We have 3 x ESXI hosts, hooked up to a NetApp E2824 (4 x SSD cache disks, 20 x 10K SAS - all in a single RAID6 pool).
There are around 55 VMs on this cluster.
The hosts are hooked up to Juniper EX4300 switches with 3 x 1Ggbps adapters, software iSCSI adapter with Delayed Ack disabled.
There are 7 iSCSI LUNs, all backed by this single RAID6 pool.
Average disk write latencies are all low, with frequent spikes of very high values.
Average read latencies are not an issue, presumable because of the SSD cache.
The values below are the average VM disk write latency peaks over 1 hour, per LUN.
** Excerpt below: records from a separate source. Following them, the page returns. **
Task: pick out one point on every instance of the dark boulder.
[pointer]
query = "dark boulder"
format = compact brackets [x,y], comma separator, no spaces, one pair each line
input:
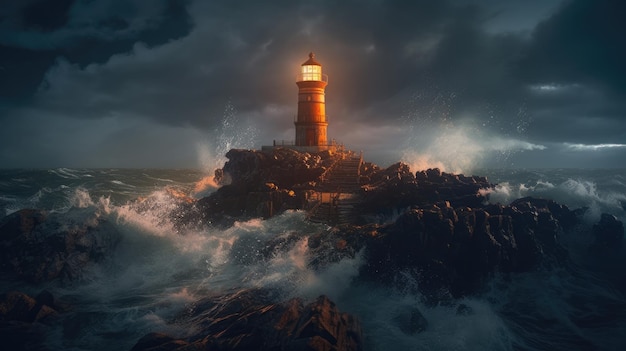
[36,246]
[24,320]
[251,320]
[608,234]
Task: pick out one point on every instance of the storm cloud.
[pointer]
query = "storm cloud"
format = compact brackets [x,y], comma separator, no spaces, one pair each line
[460,83]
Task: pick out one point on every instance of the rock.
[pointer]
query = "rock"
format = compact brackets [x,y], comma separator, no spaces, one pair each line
[250,320]
[608,233]
[24,320]
[158,342]
[36,246]
[464,310]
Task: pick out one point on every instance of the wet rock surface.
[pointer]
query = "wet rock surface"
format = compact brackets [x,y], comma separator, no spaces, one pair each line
[24,319]
[442,230]
[251,320]
[36,246]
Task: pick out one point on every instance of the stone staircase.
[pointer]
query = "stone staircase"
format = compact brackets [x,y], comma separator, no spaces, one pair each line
[338,193]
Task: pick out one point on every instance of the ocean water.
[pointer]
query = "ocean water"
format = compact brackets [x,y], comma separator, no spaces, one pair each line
[157,269]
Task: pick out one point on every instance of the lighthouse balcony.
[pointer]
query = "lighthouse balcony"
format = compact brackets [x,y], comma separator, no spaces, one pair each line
[312,76]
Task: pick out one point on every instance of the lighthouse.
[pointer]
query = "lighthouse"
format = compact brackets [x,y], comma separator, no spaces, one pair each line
[311,123]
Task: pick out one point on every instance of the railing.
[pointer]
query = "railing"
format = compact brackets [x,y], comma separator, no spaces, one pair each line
[323,117]
[284,143]
[311,77]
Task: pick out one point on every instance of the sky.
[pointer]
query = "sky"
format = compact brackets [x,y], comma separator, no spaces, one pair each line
[455,84]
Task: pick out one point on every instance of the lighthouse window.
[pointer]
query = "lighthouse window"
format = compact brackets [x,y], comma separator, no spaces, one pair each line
[311,72]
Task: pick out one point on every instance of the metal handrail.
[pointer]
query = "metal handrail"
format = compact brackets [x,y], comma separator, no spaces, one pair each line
[300,77]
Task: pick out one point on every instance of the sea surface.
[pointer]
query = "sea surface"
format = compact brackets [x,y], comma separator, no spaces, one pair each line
[158,270]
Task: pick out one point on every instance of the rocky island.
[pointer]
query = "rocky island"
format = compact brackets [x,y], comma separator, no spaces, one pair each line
[435,226]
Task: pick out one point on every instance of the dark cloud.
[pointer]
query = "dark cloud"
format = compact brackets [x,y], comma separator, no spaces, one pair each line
[418,75]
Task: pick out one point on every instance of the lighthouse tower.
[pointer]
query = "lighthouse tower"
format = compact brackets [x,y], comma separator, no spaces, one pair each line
[311,121]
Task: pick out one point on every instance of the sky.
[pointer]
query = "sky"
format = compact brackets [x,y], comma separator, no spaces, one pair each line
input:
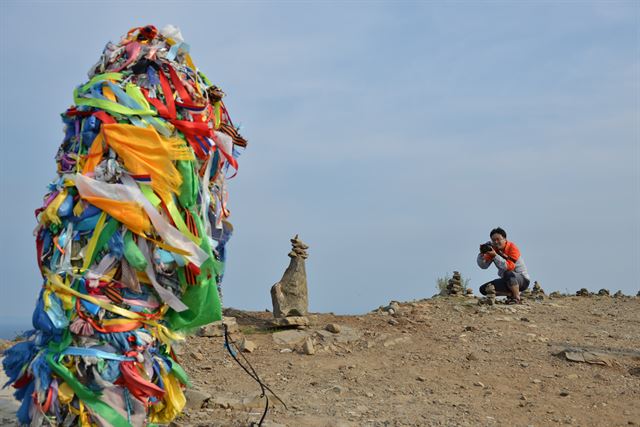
[391,136]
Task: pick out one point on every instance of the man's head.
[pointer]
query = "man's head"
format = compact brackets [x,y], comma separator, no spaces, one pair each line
[498,238]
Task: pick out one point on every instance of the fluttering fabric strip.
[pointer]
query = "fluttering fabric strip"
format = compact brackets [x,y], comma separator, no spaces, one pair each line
[129,239]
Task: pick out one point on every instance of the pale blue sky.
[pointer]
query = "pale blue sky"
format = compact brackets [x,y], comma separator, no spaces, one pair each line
[391,135]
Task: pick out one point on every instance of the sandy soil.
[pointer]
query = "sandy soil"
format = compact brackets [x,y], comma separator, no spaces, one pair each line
[432,362]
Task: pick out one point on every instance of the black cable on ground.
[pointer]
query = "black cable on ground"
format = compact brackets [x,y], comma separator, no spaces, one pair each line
[253,374]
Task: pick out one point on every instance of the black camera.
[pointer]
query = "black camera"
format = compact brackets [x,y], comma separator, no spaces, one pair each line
[485,247]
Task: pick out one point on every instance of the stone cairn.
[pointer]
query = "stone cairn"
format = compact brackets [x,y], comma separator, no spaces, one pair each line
[537,292]
[454,287]
[584,292]
[490,297]
[290,295]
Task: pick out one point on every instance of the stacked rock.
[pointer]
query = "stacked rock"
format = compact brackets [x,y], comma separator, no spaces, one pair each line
[290,295]
[537,292]
[298,248]
[490,297]
[454,287]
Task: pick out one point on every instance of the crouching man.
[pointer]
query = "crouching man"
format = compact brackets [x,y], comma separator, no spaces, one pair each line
[511,269]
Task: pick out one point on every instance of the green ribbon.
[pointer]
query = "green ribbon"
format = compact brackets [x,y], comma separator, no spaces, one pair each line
[91,399]
[132,253]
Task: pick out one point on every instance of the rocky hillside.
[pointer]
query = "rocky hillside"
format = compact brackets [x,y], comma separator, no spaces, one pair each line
[436,362]
[443,361]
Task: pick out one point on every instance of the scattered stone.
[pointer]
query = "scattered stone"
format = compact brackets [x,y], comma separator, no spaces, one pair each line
[395,341]
[195,398]
[216,329]
[588,357]
[537,292]
[246,346]
[333,327]
[289,337]
[490,296]
[307,347]
[454,287]
[299,322]
[290,295]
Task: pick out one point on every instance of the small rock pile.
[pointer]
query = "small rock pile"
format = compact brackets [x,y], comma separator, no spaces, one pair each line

LUN 1 - 1 VM, Max avg VM latency: 42
LUN 2 - 3 VMs, Max avg VM latency: 61
LUN 3 - 3 VMs, Max avg VM latency: 22
LUN 4 - 9 VMs, Max avg VM latency: 200
LUN 5 - 11 VMs, Max avg VM latency: 170
LUN 6 - 6 VMs, Max avg VM latency: 137
LUN 7 - 21 VMs, Max avg VM latency: 500
Looking at this data, it would appear that having 21 VMs on a single LUN is creating a lot of write latency, but all LUNs are backed by a single RAID6 array, so I can't see how splitting that LUN into smaller ones will help? Although logically, that is the next step.
Hey, hope you are doing fine
Just some points to bring to the table:
- the Juniper 1Gbps might be a bottleneck
- The ammount of VMs is not the most accurate way to measure IOPS/latency.
Why? You can have 1 or 2 Very IO intensive SQL/Oracle VMs that might place the same load to the array as 5 or 10 VMs
- IOPS and latency are not static values, they can change during the day.
Do you have vROPs Availalbe? Have you checked vCenter Perfcharts
- have you checked HBA Load? using esxtop option d, u and v
I think that the most tactical approach for this would be identifying which are the most IO intensive VMs on that LUN 7 (using esxtop option d, u and v) and balance load across LUN 5, 6 and 7
Also, if possible (and licencsing allows that) consider enabling Storage DRS and creating a Storage Cluster
If you have any doubt or i was not clear please let me know, i will gladly help you.
Warm regards